Sunday, October 21, 2012

Chilly

Miserable day: drizzly, dark, dismal day out - so stayed in. Treated myself to watching The Great White Silence - Herbert Ponting's documentary of Scott & Co's ill-fated 1912/13 journey to the South Pole. The film is not so much about the terrible trek to the Pole as much as all the preparation that went into it, the voyage on the Terra Nova, footage of penguins & seals etc, all done in sub-zero temperatures with neanderthal equipment at the dawn of film. The results were amazing at the time, and fabulous post-restoration. Another attraction is the new score by Simon Fisher Turner - electronic and utterly modern yet very sympathetic. 

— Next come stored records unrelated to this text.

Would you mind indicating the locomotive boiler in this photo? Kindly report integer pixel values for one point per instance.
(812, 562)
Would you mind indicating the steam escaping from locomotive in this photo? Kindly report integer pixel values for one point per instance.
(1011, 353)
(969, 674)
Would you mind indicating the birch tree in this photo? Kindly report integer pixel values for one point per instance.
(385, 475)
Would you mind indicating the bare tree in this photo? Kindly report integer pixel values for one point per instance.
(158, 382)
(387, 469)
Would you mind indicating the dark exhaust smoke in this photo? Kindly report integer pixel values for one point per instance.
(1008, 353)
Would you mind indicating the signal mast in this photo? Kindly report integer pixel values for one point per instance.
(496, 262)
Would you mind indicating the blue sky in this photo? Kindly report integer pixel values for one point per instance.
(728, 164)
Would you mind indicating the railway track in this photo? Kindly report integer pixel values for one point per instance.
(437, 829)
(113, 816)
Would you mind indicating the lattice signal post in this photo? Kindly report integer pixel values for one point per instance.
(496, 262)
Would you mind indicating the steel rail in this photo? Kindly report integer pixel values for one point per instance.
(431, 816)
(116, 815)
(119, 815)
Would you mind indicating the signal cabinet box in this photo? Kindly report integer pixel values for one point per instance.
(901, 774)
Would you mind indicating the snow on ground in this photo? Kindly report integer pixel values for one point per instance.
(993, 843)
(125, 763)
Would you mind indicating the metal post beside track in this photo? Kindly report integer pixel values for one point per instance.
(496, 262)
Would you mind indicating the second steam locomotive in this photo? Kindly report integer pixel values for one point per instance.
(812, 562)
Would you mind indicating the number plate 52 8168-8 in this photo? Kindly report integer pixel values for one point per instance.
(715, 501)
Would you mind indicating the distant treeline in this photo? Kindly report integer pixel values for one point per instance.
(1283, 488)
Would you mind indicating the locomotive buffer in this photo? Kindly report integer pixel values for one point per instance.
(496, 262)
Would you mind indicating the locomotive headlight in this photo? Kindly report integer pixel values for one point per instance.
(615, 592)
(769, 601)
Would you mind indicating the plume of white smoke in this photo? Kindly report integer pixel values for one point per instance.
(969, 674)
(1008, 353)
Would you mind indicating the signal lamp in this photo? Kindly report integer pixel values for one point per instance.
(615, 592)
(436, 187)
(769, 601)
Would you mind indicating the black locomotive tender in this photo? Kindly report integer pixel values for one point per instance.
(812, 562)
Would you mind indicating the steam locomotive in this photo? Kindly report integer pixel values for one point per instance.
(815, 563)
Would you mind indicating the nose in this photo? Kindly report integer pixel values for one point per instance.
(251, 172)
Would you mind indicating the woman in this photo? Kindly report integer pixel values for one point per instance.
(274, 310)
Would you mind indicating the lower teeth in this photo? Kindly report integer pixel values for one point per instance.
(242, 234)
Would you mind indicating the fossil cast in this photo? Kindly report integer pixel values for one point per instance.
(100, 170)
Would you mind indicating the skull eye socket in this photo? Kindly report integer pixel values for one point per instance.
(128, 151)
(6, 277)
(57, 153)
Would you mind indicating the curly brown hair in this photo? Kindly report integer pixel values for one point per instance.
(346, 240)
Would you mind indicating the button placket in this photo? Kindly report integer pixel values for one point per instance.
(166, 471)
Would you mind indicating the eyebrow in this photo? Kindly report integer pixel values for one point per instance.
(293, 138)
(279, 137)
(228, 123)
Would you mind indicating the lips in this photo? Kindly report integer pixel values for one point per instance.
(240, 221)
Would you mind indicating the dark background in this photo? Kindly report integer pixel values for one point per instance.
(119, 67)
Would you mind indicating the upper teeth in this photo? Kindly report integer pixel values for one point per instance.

Earlier this summer I read Sara Wheeler's Terra Incognita - an account of a several-month-long Antarctic writer-in-residency in more recent times. Two things, for me, came out of that. First, the sheer size (bigger than Europe), harshness (coldest, windiest, driest place on the planet) and nothingness of the place. The edges are vaguely interesting and there's the Trans Antarctic mountain range and the Pole itself has a certain resonance (and a research settlement), but the rest is a lot of nothing. Or as an OS mapper said: "Look at that. Nothing between us and the Pole except 1,250 miles of nothing. So much to map, so little time". The other thing that struck was the overriding (95%) maleness of its few thousand temporary inhabitants, mostly bearded geeky scientists, which made for a rather rough ride for Wheeler.
 
She's written a good book on the Arctic too - The Magnetic North - but that's another story.